SANDPOINT, Idaho - A fledgling business in Sandpoint, Idaho is giving locals a place to finally take their glass bottles – besides the landfill, that is. North Idaho is one of the few corners of the Northwest that doesn’t have glass recycling. As Jessica Robinson reports, the business is barely up and running, and already has more glass bottles than it can handle.
Terra Cressey is surrounded by garbage bins piled high with glass bottles. This is the headquarters of Glass Roots Recycling. And before it opened a few months ago, Cressey says likely all these bottles would have gone to the county dump.
“You know, I’ve had people like, ‘I can finally have my favorite dressing again, I can finally drink my favorite beer again’ because I can finally not feel guilty about the glass'," Cressey says.
Like in most counties in north Idaho, the local recycler doesn’t accept glass. Glass is heavy, and diesel is expensive, so it’s not worth the shipping cost. So Cressey is smashing up the bottles … and turning them into this …
Buckets of colorful pebbles and sand-like grains of glass.
“And it’s all soft, you can touch it, you can play with it, it’s been tumbled, it’s been beach-glassed," Cressey says.
Beer bottles become a chocolaty brown aggregate, Champaign bottles a vibrant green. Red wine bottles turn jade-like and white wine bottles bright yellow.
“Everyone kind of giggles, cuz I seem to know my wine bottles now," laughs Cressey.
The rarest color? Blue. She says Bud Light has just released a blue bottle that will help 'tremendously'.
Thirty-seven-year-old Cressey originally envisioned a small operation that would create glass fragments for local artists at a couple of bucks a pound. But so far, the biggest orders are coming from landscapers and contractors who want to use the glass in patios, countertops, and as a substitute for sand – and they want a lot of it. Which has given her a new problem.

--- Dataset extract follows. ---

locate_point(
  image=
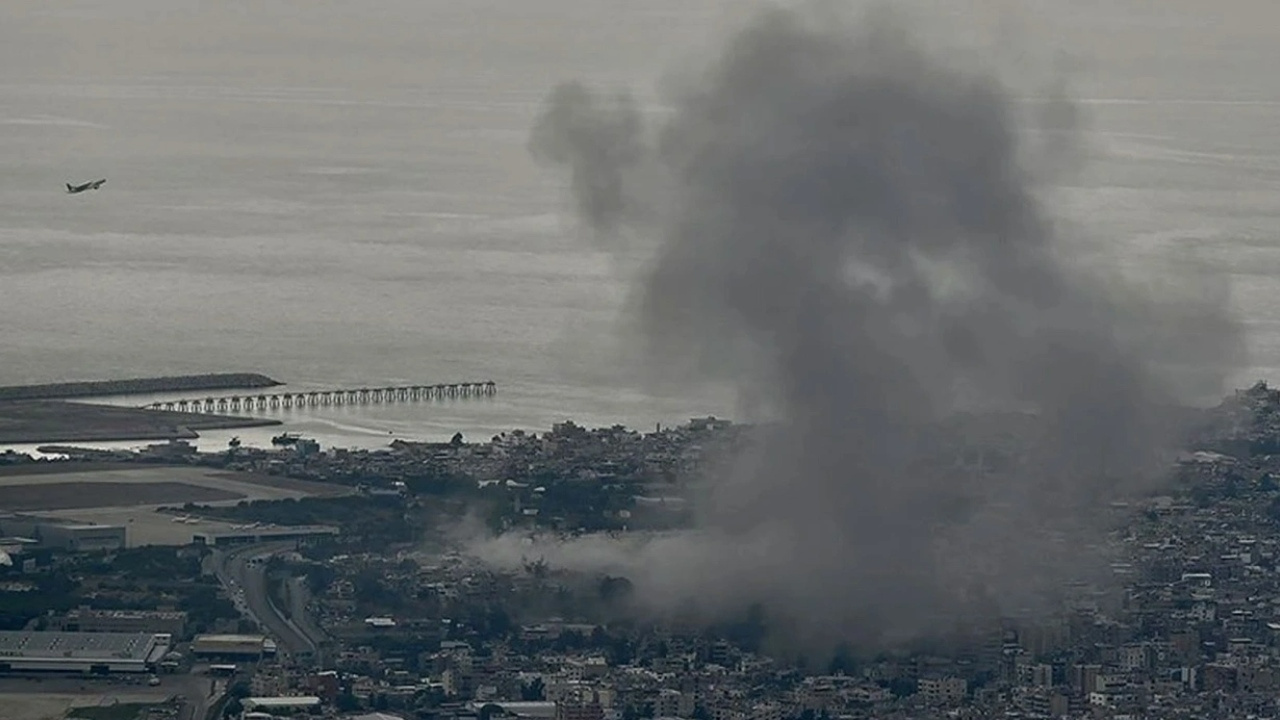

"For the most part, I don’t have enough. I know it’s kind of wild -- I’m trying not to sell my product to everybody that wants it," Cressey says.
Cressey is on the move though. She’s transferring to a bigger warehouse and eventually hopes to hire workers, besides herself. After all, with no where else for the bottles to go, she tells me she has a lot of glass to break.